Başvurucunun itirazını değerlendiren St Petersburg Bölge Mahkemesi, 3 Eylül 2015 tarihinde İlk Derece Mahkemesinin kararını onamıştır. Bölge Mahkemesi kararında özellikle şu ifadelere yer verilmiştir:
“[Bölge Mahkemesi] İlk Derece Mahkemesinin [başvurucunun görevden alınmasına ilişkin] kararına katılmaktadır. Çünkü bu sonuç davanın gerçeklerine ve uyuşmazlık hakkında karar veren mahkeme tarafından maddi hukuk normlarının doğru uygulanmasına dayanmaktadır …
[Mahkeme, İş Kanunu’nda ahlaka aykırı bir eylemin tanımının yapılmadığını ve herhangi bir değerlendirme kriteri öngörülmediğini dikkate almakta haklıydı; bu da] ahlaki temellerin ve kabul edilmiş sosyal davranış normlarının ihlalinin “ahlaka aykırı” olarak nitelendirilmesinin, özel koşullara bağlı olarak işverenin ayrıcalığı olduğu anlamına gelmektedir …
Bir müzik direktörünün görevleri … öğrencilerin estetik zevklerini ve duygusal alanlarını geliştirmeyi içerir. Aynı zamanda, felsefe, psikoloji ve pedagoji uzmanlarının [raporlarında sunulan] bulgularına göre, [başvurucunun] eylemleri ve fotoğrafların internette yayınlanması, eğitimsel çocuk yetiştirme işlevlerinin sürdürülmesiyle bağdaşmayan ahlak dışı bir eylem olarak görülmelidir.

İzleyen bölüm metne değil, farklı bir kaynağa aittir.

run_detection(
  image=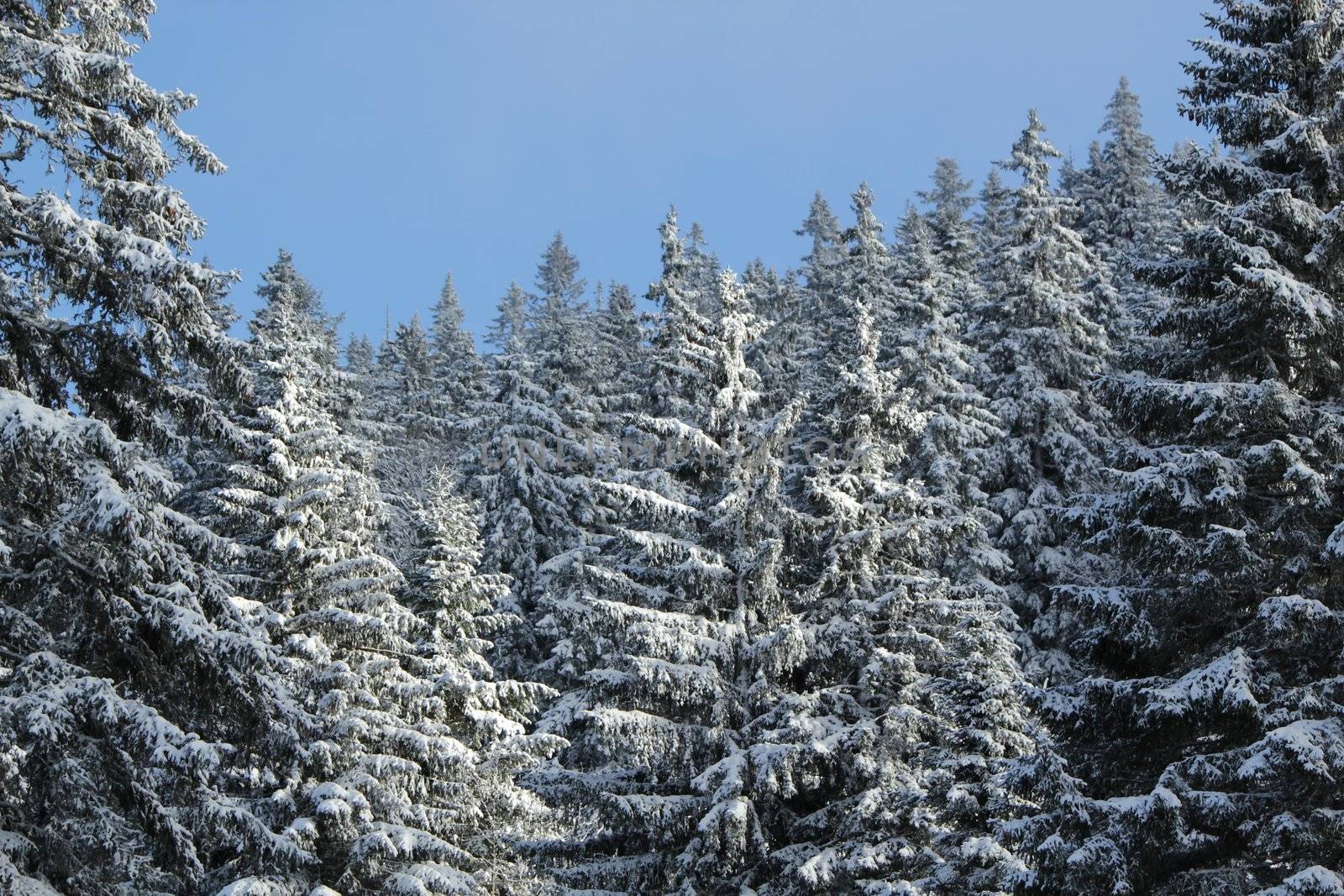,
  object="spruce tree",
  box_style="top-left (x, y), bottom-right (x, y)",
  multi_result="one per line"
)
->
top-left (428, 274), bottom-right (486, 422)
top-left (215, 255), bottom-right (551, 896)
top-left (0, 0), bottom-right (291, 896)
top-left (919, 159), bottom-right (977, 277)
top-left (538, 270), bottom-right (782, 893)
top-left (973, 110), bottom-right (1110, 623)
top-left (1053, 0), bottom-right (1344, 893)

[Raporların bulgularına göre, başvurucunun eylemleri] eğitimcilerin halkın gözündeki otoritesini azaltmakta, uygunsuz davranışları teşvik etmekte ve onaylamakta, geleneksel olmayan cinsel görüşler oluşturmaktadır … Eğitimin çocuk yetiştirme işlevlerinin yerine getirilmesi, öğrencilerin davranışlarını [eğitimcileri] örnek alarak modelledikleri göz önüne alındığında, kişisel davranışlar için daha fazla sorumluluk anlamına gelir …
[Başvurucunun ayrımcılık iddiaları ne duruşmada ne de yerel mahkemede kanıtlanmamıştır]. Dava içeriği, işten çıkarma gerekçesinin [başvurucunun] geleneksel olmayan cinsel yönelimi değil, etik ve ahlaki olmayan özel davranışları olduğunu göstermektedir
…”
Başvurucunun St Petersburg Bölge Mahkemesi ve Rusya Federasyonu Yüksek Mahkemesi’ne yaptığı temyiz başvuruları sırasıyla 2 Mart ve 11 Nisan 2016 tarihlerinde reddedilmiştir.
İlgili Hukuki Çerçeve
Rusya Federasyonu Anayasası
Rusya Federasyonu’nun 1993 tarihli Anayasası, özellikle cinsiyet, sosyal statü veya çalışma pozisyonuna bakılmaksızın herkes için hak ve özgürlük eşitliğini garanti altına almaktadır (Madde 19). Ayrıca düşünce ve ifade özgürlüğünün yanı sıra her türlü yasal yolla bilgiyi serbestçe arama, alma, aktarma ve yayma özgürlüğünü de garanti altına almaktadır (Madde 29). Hak ve özgürlüklerin, anayasal ilkelerin, genel ahlakın, sağlığın ve başkalarının haklarının ve yasal çıkarlarının korunması ve Devletin savunma ve güvenliğinin sağlanması için federal yasalarla sınırlandırılabileceğini öngörmektedir (Madde 55).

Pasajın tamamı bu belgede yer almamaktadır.